Today is the one year anniversary of the day my friend passed away. This is what I shared at his memorial service.
"Greg was my first friend. He was seven months older than me, and our childhood adventure began when my parents first brought me home from the hospital. He called me "sissy" up until the last time we spoke, about two weeks before he passed away.
There are too many memories to count. I honestly don't think I have a single childhood memory that doesn't include Greg. That red hair, those orange eyes, his infectious laugh. Among the thousands of things that keep popping into my mind, what I remember and treasure most vividly are the hours and hours we would spend sitting on the lawn behind the basketball hoop after shooting hoops or riding bikes. We would sit and talk until it was past dark, pondering the complexities of life (at least as complex as life could be for a couple of kids!) I remember an ongoing discussion about the concept of "infinity", attempting to wrap our brains around the idea that something could literally never end. Later, we would say goodnight with our flashlights across the cul-d-sac. We had invented our own code for communicating after dark!
He was smart. And fast. And strong.
Later, in high school, a boy named Paul entered into my life. It was on one hand a joy, and on the other a frustration when Paul and Greg became friends, as they would sometimes team up against me and get into trouble together. But I knew Paul was "in" once I had Greg's approval. In fact they were even roommates for a time in college, and they would come watch me play Volleyball together when I was playing at BCC. Later, Greg would be a groomsman in our wedding. I remember that morning, Greg and Paul came over to mom and dad's and brought me my favorite donuts to start off the day right.

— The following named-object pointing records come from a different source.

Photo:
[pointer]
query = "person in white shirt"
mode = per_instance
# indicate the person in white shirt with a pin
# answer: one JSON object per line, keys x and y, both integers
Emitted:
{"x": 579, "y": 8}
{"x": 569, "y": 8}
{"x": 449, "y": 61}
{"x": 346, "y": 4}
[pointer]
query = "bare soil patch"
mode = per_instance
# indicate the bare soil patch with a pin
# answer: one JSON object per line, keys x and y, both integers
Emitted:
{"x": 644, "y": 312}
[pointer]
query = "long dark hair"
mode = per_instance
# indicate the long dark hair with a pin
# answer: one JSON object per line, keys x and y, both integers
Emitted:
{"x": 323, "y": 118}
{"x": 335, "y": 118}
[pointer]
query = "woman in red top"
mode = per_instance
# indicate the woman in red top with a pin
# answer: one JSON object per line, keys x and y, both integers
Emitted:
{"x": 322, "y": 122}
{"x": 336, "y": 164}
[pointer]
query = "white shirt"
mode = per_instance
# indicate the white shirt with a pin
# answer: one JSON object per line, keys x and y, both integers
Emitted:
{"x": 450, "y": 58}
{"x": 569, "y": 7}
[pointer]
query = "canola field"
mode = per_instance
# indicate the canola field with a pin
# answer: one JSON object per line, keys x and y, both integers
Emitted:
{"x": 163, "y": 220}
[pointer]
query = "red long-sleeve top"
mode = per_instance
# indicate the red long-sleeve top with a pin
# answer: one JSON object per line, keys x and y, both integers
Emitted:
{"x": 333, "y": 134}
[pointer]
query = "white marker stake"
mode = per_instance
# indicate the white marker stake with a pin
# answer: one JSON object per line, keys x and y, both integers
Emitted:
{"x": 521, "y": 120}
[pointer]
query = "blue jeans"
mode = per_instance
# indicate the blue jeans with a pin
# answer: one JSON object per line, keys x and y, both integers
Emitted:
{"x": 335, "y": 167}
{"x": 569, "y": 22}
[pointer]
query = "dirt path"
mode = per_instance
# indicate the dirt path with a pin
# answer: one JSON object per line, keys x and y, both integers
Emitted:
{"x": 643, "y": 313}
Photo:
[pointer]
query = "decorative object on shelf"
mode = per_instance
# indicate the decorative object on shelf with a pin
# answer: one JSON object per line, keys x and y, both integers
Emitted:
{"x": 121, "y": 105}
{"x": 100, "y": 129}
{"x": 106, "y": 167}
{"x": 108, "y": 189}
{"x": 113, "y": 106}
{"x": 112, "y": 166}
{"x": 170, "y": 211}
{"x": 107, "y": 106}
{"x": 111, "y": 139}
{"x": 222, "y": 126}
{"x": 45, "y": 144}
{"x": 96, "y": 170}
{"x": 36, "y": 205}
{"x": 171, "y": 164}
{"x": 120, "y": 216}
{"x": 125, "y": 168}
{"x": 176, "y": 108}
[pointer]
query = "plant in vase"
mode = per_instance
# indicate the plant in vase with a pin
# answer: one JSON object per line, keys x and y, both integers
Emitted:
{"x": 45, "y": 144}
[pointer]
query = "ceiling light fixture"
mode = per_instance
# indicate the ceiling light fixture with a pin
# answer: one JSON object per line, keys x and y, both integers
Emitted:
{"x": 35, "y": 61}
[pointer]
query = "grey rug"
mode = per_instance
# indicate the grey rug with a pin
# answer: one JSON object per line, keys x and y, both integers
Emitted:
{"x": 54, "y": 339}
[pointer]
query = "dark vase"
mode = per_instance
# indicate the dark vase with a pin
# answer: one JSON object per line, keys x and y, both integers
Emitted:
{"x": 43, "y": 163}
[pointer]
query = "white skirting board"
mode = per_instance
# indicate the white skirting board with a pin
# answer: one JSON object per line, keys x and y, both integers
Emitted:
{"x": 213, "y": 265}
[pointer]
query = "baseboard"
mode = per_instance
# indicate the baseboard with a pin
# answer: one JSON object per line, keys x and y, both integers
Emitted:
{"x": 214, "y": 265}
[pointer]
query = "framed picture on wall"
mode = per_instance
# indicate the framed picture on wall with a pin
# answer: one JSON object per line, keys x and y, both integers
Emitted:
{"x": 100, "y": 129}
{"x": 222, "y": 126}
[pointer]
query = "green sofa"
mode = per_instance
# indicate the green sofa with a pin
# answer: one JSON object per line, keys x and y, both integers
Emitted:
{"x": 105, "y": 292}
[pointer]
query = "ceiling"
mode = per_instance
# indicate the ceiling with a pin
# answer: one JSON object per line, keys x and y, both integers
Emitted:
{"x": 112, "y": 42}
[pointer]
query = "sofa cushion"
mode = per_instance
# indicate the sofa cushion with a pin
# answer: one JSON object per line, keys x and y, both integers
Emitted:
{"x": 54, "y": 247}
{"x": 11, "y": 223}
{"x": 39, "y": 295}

Greg was a good man. He had an enormous heart... compassionate, generous, and fiercely loyal. He would give you the shirt off his back. My heart will always have a piece missing with his name on it.

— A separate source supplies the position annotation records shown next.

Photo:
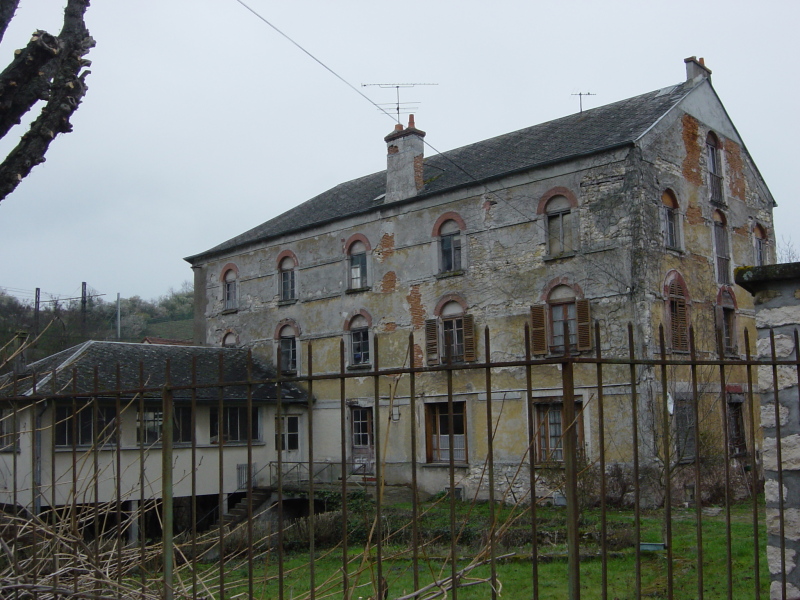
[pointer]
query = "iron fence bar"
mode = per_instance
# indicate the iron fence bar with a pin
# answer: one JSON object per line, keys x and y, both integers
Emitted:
{"x": 381, "y": 585}
{"x": 667, "y": 463}
{"x": 193, "y": 419}
{"x": 249, "y": 407}
{"x": 415, "y": 496}
{"x": 343, "y": 449}
{"x": 698, "y": 497}
{"x": 532, "y": 465}
{"x": 221, "y": 473}
{"x": 166, "y": 484}
{"x": 118, "y": 457}
{"x": 490, "y": 461}
{"x": 753, "y": 473}
{"x": 602, "y": 445}
{"x": 451, "y": 469}
{"x": 726, "y": 453}
{"x": 142, "y": 520}
{"x": 779, "y": 466}
{"x": 637, "y": 504}
{"x": 570, "y": 450}
{"x": 311, "y": 504}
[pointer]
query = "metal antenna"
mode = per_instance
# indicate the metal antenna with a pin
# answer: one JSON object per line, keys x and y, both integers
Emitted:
{"x": 397, "y": 87}
{"x": 581, "y": 95}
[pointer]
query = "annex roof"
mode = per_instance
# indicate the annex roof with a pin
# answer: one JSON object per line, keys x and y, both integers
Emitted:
{"x": 145, "y": 366}
{"x": 581, "y": 134}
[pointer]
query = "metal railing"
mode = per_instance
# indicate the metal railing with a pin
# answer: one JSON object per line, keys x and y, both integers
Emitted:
{"x": 104, "y": 521}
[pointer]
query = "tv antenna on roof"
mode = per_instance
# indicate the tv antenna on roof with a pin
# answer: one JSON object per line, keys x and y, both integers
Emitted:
{"x": 581, "y": 95}
{"x": 407, "y": 107}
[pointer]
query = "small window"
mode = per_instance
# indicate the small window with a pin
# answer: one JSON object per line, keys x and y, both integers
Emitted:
{"x": 230, "y": 293}
{"x": 287, "y": 279}
{"x": 714, "y": 169}
{"x": 559, "y": 226}
{"x": 437, "y": 429}
{"x": 670, "y": 220}
{"x": 678, "y": 317}
{"x": 450, "y": 240}
{"x": 451, "y": 336}
{"x": 234, "y": 424}
{"x": 760, "y": 236}
{"x": 358, "y": 266}
{"x": 79, "y": 428}
{"x": 288, "y": 350}
{"x": 150, "y": 425}
{"x": 685, "y": 442}
{"x": 563, "y": 311}
{"x": 722, "y": 248}
{"x": 726, "y": 322}
{"x": 551, "y": 426}
{"x": 359, "y": 341}
{"x": 290, "y": 433}
{"x": 737, "y": 443}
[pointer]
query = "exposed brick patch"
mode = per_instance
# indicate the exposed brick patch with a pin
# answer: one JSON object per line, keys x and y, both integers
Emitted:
{"x": 694, "y": 216}
{"x": 385, "y": 247}
{"x": 416, "y": 308}
{"x": 417, "y": 360}
{"x": 389, "y": 282}
{"x": 691, "y": 163}
{"x": 735, "y": 169}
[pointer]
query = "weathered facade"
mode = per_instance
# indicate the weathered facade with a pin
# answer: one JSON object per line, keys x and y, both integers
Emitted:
{"x": 633, "y": 212}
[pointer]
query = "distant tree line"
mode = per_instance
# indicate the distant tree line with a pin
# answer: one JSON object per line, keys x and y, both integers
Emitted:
{"x": 63, "y": 324}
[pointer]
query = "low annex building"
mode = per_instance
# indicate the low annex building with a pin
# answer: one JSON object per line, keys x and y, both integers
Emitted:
{"x": 634, "y": 212}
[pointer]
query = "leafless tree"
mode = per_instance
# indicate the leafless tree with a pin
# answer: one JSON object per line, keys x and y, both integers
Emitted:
{"x": 50, "y": 69}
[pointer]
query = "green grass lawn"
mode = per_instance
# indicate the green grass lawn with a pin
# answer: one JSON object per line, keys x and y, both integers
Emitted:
{"x": 514, "y": 573}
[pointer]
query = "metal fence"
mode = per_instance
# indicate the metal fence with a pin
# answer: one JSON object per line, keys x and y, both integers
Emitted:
{"x": 675, "y": 520}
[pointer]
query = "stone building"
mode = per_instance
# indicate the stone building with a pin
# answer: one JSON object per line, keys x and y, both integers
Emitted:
{"x": 635, "y": 212}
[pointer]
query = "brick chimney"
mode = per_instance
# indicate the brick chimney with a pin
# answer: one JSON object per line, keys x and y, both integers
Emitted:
{"x": 696, "y": 67}
{"x": 405, "y": 150}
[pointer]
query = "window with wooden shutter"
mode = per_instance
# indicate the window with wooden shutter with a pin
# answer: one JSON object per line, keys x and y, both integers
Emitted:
{"x": 432, "y": 341}
{"x": 679, "y": 321}
{"x": 584, "y": 325}
{"x": 538, "y": 330}
{"x": 469, "y": 338}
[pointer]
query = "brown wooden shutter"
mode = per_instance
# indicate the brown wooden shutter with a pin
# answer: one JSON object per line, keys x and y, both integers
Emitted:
{"x": 584, "y": 325}
{"x": 432, "y": 341}
{"x": 469, "y": 338}
{"x": 538, "y": 329}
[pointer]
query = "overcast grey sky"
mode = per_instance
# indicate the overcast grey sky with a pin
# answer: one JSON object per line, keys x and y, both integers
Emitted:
{"x": 201, "y": 121}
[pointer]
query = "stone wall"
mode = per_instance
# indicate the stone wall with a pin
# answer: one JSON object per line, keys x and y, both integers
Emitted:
{"x": 776, "y": 293}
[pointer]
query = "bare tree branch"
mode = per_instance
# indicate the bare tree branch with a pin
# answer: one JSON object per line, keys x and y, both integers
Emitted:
{"x": 51, "y": 69}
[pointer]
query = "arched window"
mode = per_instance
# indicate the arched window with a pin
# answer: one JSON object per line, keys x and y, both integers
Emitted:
{"x": 288, "y": 349}
{"x": 287, "y": 279}
{"x": 359, "y": 341}
{"x": 450, "y": 247}
{"x": 760, "y": 235}
{"x": 726, "y": 321}
{"x": 452, "y": 334}
{"x": 670, "y": 219}
{"x": 560, "y": 234}
{"x": 563, "y": 311}
{"x": 722, "y": 248}
{"x": 230, "y": 289}
{"x": 714, "y": 169}
{"x": 678, "y": 314}
{"x": 357, "y": 262}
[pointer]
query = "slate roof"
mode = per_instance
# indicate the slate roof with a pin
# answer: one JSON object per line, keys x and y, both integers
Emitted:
{"x": 581, "y": 134}
{"x": 83, "y": 359}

The last couple years, I had been sharing with Greg my faith in Jesus. Seemingly every conversation we had recently turned into a God conversation. Greg was God conscious. Even as kids we talked about God. He shared with me that he felt closest to God in the mornings while he was outside walking his dogs. I have peace and comfort as I reflect back on those conversations... I know that God knew Greg, knew his heart, knew his struggles, and loves Greg as His own precious son.

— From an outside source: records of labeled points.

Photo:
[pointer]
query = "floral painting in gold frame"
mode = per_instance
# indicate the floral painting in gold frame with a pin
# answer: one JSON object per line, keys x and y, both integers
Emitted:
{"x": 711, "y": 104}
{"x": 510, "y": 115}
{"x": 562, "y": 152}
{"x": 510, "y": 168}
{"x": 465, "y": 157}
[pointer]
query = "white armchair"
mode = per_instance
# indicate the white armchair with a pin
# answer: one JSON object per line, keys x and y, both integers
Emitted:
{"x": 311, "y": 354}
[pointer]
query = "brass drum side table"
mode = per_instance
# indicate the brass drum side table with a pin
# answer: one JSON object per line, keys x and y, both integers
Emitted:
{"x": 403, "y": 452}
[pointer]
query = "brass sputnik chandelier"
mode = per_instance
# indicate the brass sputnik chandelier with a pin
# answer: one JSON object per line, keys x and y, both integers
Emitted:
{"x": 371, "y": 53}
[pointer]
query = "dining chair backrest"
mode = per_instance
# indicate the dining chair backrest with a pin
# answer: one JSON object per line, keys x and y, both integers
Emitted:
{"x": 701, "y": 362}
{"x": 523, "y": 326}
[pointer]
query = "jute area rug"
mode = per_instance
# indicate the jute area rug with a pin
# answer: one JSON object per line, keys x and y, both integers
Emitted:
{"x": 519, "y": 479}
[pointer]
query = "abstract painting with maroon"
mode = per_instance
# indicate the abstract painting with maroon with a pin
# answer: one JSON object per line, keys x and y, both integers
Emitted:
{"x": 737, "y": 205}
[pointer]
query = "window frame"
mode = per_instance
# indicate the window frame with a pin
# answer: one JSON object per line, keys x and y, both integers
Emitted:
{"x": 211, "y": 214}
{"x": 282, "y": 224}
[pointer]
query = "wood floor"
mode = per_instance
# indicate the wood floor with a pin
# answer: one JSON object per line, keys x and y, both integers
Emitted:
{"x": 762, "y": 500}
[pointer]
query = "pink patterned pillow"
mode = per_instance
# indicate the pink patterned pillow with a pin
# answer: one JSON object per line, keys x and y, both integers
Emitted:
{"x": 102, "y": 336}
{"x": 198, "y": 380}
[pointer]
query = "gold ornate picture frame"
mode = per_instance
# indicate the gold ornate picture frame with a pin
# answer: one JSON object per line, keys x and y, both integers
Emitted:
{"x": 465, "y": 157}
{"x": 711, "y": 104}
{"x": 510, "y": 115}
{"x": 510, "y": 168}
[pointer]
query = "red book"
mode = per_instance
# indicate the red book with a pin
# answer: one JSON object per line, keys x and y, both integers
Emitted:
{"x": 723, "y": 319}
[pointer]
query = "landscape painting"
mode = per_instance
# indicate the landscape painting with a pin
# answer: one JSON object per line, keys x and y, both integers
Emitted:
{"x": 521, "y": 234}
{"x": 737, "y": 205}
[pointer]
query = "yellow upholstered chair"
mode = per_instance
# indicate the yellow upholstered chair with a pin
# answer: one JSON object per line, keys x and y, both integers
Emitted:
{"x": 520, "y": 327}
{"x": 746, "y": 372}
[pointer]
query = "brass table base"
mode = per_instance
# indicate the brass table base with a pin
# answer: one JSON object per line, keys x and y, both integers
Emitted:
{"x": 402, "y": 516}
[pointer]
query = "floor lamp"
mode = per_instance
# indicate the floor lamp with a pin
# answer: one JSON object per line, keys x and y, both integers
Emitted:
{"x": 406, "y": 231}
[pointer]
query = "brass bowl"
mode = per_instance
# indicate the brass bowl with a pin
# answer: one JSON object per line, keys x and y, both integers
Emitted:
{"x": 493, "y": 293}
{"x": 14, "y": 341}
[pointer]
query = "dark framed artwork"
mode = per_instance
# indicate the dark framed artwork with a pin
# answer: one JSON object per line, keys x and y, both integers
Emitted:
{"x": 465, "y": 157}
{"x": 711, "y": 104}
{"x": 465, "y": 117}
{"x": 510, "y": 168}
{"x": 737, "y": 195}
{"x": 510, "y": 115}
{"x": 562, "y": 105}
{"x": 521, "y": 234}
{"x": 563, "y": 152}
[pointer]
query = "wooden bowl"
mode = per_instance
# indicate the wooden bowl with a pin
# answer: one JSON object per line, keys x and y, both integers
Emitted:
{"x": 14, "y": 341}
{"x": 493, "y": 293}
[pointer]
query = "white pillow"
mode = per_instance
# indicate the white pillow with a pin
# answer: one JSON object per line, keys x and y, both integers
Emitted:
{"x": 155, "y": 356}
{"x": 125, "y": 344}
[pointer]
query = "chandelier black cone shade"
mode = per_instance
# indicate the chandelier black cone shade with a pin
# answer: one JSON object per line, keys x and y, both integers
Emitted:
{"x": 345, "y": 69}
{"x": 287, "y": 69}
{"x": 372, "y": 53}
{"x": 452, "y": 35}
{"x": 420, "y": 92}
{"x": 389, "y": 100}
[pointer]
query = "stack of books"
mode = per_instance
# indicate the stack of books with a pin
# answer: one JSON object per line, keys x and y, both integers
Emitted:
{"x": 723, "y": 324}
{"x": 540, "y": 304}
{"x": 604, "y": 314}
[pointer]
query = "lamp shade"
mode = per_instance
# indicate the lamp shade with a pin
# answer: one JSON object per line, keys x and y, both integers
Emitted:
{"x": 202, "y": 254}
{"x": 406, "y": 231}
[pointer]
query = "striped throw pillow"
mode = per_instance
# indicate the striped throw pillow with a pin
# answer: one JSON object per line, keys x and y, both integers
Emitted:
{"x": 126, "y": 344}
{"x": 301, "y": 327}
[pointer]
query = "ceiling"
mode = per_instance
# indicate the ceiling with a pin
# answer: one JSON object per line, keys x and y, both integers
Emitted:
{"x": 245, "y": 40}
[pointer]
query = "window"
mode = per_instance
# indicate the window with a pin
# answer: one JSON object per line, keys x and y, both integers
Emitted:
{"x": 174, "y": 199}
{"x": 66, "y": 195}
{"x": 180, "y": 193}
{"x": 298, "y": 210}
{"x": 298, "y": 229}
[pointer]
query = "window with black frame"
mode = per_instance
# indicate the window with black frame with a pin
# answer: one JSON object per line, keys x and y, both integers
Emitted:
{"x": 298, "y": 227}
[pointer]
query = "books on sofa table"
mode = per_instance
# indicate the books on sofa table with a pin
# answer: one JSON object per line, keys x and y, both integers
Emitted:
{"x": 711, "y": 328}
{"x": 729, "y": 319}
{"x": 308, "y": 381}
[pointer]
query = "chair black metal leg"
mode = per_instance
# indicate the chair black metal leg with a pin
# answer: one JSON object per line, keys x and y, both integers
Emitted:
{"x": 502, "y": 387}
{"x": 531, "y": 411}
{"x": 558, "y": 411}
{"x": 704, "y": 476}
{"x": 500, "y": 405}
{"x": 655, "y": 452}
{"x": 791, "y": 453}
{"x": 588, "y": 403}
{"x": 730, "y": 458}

This is a scripture that I have found comfort in this last week, and I want to share it with you now. I pray it will give you hope and peace in the knowledge of how very much God loves and cares for us, and that no matter what, His love for all of us, and for Greg, never ends."
"Who shall separate us from the love of Christ? Shall tribulation, or distress, or persecution, or famine, or nakedness, or peril, or sword? Yet in all these things, we are more than conquerors through Him who loved us. For I am persuaded that neither death nor life, nor angels nor principalities nor powers, not things present nor things to come, not height nor depth, nor any other created thing, shall be able to separate us from the love of God which is in Christ Jesus our Lord."